Q: What would you say are the key benefits of assets finance?
A: There are many! If we go back to the two ways to use asset finance, we’ll start with hire purchase and leasing… the most obvious benefit is avoiding the huge dint in your cashflow that an upfront purchase can make. Instead, the costs are spread in manageable monthly payments across a period of time and the asset is making money for your business while you’re paying for it. This way of purchasing your business assets means that you can stay up-to-date with the latest tech, production methods and preferred vehicle types and there are tax benefits for your business too (with hire purchase, the interest and charges are offsetable against pre-tax profits and with leasing the payments can be deducted from income as a trading expense).
From the point of view of asset refinance, I’d say the simplicity of this funding tool is the first thing that stands out: you’re using something your business already has, to provide you with the funding to expand and grow, to bolster cash reserves or to help consolidate debts. You’re not taking on any additional risk, and if you already have assets that are on finance, refinancing them could reduce your monthly outgoings too.
Q: Are you seeing any interesting trends in the SME landscape at the moment?

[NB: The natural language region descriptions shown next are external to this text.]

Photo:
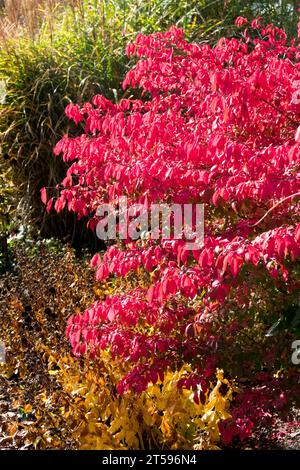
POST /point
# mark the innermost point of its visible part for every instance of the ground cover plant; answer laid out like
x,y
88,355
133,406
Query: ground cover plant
x,y
153,342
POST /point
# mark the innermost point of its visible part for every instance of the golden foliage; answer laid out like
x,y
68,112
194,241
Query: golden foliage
x,y
162,417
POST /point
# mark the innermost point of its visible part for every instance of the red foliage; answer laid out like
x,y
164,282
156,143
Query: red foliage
x,y
214,125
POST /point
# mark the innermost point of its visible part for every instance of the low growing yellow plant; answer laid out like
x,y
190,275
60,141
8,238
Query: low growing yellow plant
x,y
162,417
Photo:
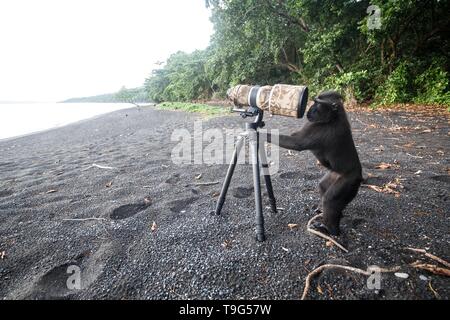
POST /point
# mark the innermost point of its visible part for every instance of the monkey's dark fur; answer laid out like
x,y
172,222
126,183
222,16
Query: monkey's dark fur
x,y
328,135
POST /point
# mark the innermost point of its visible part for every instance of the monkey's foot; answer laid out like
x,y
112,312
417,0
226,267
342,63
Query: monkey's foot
x,y
318,210
319,226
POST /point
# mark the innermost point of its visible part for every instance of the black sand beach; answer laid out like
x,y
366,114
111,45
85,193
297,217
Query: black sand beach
x,y
170,246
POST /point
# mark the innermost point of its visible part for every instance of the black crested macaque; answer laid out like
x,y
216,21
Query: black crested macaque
x,y
328,135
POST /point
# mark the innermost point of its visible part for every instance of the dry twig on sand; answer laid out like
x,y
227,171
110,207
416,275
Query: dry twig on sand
x,y
206,183
431,256
322,235
431,267
336,266
86,219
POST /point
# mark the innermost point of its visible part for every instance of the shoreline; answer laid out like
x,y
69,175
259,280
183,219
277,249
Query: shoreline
x,y
144,229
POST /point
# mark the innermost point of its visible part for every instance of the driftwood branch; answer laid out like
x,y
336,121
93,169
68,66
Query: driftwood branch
x,y
431,268
336,266
206,183
431,256
86,219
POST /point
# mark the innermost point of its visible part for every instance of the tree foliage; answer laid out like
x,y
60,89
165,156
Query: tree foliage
x,y
322,43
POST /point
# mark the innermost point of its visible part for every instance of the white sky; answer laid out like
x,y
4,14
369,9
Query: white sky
x,y
51,50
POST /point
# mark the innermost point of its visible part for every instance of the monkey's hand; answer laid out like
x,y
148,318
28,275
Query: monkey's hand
x,y
287,142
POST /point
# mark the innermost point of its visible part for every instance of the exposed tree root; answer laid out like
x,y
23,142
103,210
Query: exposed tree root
x,y
431,256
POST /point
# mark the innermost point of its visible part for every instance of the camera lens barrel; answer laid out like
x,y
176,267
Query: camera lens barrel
x,y
280,99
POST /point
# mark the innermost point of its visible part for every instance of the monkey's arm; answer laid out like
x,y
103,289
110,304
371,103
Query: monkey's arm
x,y
294,142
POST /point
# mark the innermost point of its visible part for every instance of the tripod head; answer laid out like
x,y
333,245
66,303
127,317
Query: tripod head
x,y
251,112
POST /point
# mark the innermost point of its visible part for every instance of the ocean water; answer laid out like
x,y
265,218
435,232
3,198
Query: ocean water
x,y
19,119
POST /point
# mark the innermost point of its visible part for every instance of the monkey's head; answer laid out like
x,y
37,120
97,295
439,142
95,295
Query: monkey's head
x,y
326,107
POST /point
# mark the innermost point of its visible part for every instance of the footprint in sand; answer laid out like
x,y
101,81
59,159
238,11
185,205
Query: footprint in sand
x,y
173,179
128,210
291,175
6,193
57,284
445,179
180,205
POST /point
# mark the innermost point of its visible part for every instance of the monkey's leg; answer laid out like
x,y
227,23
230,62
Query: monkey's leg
x,y
335,199
327,180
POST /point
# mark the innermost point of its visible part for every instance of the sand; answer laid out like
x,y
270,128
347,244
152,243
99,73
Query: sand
x,y
143,229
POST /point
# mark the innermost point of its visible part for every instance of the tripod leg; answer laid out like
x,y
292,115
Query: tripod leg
x,y
253,141
267,180
226,183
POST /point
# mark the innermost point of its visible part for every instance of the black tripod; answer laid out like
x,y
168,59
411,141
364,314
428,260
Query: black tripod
x,y
258,157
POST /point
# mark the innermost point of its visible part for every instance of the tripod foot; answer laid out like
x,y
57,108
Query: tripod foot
x,y
260,237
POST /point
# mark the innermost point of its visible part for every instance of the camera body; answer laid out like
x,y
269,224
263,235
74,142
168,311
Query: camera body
x,y
279,99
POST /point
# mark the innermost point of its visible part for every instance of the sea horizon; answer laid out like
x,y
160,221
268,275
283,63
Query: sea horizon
x,y
19,119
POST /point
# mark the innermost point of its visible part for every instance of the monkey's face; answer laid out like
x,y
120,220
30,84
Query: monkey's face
x,y
320,113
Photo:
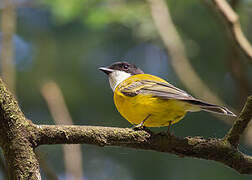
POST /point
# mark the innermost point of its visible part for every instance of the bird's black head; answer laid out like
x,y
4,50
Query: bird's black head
x,y
122,66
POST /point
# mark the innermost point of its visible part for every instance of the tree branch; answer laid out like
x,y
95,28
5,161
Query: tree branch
x,y
211,149
232,20
15,134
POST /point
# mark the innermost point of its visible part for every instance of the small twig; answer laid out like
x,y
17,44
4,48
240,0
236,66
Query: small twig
x,y
233,136
8,27
57,106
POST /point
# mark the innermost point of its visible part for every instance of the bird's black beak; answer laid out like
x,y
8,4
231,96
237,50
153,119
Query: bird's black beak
x,y
106,70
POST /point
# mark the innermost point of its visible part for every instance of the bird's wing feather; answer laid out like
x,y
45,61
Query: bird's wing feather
x,y
156,89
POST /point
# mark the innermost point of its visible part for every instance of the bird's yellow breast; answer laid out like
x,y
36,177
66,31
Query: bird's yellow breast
x,y
136,108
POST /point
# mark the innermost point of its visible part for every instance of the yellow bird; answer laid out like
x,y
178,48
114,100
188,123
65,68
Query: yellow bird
x,y
147,100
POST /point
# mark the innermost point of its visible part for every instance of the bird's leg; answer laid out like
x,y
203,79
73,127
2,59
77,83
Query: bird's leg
x,y
141,125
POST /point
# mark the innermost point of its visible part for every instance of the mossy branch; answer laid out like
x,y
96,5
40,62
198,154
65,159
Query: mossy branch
x,y
19,137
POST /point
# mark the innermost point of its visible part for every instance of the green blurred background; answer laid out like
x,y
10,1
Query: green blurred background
x,y
68,40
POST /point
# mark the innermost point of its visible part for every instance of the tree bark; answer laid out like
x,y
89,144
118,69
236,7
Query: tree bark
x,y
19,137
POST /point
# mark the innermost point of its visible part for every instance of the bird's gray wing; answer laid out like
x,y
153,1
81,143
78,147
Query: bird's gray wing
x,y
156,89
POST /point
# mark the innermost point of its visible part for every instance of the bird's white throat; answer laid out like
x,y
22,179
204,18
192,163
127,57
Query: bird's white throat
x,y
116,77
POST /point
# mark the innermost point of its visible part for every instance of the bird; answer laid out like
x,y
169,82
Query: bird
x,y
146,100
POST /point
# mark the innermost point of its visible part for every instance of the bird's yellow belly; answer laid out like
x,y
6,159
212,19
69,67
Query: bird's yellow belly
x,y
161,112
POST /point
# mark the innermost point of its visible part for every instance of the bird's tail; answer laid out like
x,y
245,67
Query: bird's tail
x,y
211,107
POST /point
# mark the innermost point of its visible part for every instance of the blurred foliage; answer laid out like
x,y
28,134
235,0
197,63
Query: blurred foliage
x,y
68,40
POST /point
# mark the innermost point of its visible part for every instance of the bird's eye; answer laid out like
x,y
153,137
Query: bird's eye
x,y
126,66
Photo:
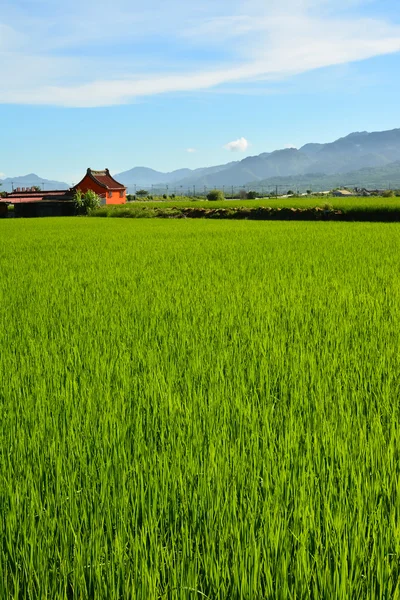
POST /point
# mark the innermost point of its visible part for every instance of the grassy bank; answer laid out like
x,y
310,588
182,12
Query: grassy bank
x,y
307,208
199,409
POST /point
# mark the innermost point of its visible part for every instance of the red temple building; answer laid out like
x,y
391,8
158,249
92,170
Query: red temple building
x,y
104,185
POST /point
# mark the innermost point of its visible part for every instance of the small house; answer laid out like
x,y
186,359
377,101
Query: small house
x,y
104,185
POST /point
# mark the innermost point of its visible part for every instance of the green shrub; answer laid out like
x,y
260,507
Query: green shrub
x,y
86,202
215,195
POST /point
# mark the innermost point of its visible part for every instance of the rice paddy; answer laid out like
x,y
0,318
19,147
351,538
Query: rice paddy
x,y
199,409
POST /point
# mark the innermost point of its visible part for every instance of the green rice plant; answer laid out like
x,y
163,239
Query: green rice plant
x,y
199,409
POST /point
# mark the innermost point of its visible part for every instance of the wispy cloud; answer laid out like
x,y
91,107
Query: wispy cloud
x,y
59,57
239,145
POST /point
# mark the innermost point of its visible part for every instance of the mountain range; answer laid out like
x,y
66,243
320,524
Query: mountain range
x,y
355,158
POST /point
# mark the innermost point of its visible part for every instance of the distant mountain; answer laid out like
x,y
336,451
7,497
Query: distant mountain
x,y
145,177
31,180
359,150
361,157
387,177
355,151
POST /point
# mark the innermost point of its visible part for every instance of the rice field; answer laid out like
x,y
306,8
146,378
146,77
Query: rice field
x,y
199,409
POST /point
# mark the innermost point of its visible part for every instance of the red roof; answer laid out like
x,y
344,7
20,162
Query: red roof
x,y
104,179
18,197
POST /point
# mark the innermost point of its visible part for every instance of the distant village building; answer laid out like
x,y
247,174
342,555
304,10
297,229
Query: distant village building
x,y
342,193
104,185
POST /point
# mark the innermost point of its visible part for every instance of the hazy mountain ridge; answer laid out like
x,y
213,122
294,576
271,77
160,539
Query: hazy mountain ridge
x,y
31,180
330,162
358,150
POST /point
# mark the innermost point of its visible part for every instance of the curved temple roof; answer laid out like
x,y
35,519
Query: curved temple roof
x,y
104,179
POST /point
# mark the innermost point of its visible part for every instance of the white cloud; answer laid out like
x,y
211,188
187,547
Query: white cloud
x,y
239,145
59,62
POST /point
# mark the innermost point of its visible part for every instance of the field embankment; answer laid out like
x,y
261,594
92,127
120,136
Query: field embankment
x,y
199,409
287,209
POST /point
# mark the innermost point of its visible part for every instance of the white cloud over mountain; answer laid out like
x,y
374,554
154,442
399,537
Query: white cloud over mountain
x,y
239,145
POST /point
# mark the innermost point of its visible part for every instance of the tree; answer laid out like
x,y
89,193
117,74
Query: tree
x,y
86,202
215,195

A: We are seeing a noticeable increase in the number of mergers and acquisitions at present, which is a trend that we expect to continue. As this happens, you’ll see another raft of businesses utilising asset refinance to assist with the capital raising needed for MBOs and MBIs (often alongside invoice finance facilities and other asset-based lending that our colleagues at Praetura Invoice Finance and Praetura Commercial Finance can assist with).

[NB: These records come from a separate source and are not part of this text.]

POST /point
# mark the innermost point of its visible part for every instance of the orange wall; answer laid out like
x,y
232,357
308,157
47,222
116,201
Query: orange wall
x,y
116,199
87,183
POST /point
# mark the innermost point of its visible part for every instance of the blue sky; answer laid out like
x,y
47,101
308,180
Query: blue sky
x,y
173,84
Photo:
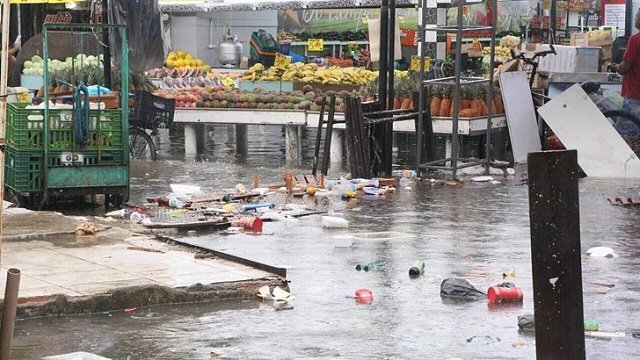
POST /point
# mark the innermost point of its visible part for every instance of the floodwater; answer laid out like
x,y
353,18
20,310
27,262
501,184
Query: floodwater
x,y
478,231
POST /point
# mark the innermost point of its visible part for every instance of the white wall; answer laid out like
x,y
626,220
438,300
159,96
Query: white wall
x,y
192,33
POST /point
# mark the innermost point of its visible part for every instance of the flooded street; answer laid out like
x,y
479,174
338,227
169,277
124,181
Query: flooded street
x,y
478,231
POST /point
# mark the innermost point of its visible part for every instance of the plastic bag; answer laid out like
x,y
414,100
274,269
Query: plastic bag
x,y
460,289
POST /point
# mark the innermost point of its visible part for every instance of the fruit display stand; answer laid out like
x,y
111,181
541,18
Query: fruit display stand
x,y
65,151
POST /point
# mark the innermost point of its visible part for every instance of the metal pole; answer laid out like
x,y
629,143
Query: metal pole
x,y
456,92
105,39
4,71
628,18
388,127
487,151
9,312
420,124
552,22
382,68
554,215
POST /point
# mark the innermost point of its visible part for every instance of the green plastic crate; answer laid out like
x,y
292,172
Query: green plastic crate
x,y
25,129
24,170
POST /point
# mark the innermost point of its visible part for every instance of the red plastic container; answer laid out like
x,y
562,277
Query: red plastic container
x,y
364,296
504,294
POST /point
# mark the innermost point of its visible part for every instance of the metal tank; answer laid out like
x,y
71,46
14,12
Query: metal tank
x,y
230,51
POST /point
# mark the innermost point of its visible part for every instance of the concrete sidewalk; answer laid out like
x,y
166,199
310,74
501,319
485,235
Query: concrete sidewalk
x,y
114,269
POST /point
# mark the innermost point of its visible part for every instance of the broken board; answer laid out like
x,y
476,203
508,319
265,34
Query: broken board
x,y
521,115
579,124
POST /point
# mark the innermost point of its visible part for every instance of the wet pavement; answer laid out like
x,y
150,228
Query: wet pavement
x,y
477,231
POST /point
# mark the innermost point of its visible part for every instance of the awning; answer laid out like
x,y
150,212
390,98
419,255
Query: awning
x,y
173,6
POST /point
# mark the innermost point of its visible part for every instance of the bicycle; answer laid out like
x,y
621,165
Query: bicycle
x,y
148,113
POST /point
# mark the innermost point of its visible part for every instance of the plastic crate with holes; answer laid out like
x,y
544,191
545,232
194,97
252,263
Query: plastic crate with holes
x,y
25,129
149,111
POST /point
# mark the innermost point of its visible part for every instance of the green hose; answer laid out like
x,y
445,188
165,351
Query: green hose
x,y
81,114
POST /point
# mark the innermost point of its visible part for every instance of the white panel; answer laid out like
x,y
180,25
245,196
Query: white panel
x,y
521,116
578,124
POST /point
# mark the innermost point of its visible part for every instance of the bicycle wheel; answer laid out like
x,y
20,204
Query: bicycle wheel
x,y
141,145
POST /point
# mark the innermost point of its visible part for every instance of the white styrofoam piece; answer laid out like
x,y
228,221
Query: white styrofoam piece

Consolidation I also expect to be a key watch word, both consolidation of companies and consolidation of debts. Due to a whole host of different circumstances combining including lockdowns, Brexit regulations, driver shortages, supply chain issues, fuel price increases and the rising cost of raw materials, huge pressure has been placed on the cashflow of SMEs across the country. The government-backed assistance through CBILS and BBLS has offered lifelines and cushions to many, but the interest-only payment period for the majority has now ended, or is due to soon, so there’s another set of monthly payments that the money now needs to be found for. And yes, asset refinance could help businesses in these situations too. Brokers and funders will work with businesses to review their options, reduce their monthly payments and release an injection of working capital (what at Praetura Asset Finance we call the ‘Refinance 3 Rs’).
Q: Do you have any top tips for SMEs when it comes to investing in assets?
A: Consider all the angles to ensure you’re getting the right type and right level of funding. This is where ‘consultant lending’ is key, which is something we pride ourselves on at Praetura: looking at the whole picture rather than just the immediate circumstances. For example, if you’re wanting to invest in a new truck to service a new contract, have you considered when the income will start being generated from the new work, has that been factored in, or does a deal need to be structured to take that into account?
Damian McGann Director at Funding Friends said
Its important that businesses look at their medium term cashflow position and whilst sometimes tempting to buy assets for cash structuring repayments over the likely useful life of an asset is often advisable to smooth out the likely peaks and troughs in company cashflows.
This is particularly prevalent at the current time when many companies are in growth / expansion mode as despite some short term challenges the medium term economic position looks encouraging. As such working with relationship brokers who can advise on what is available in the marketplace and advise both the best solutions and lenders to provide them is a sensible strategy.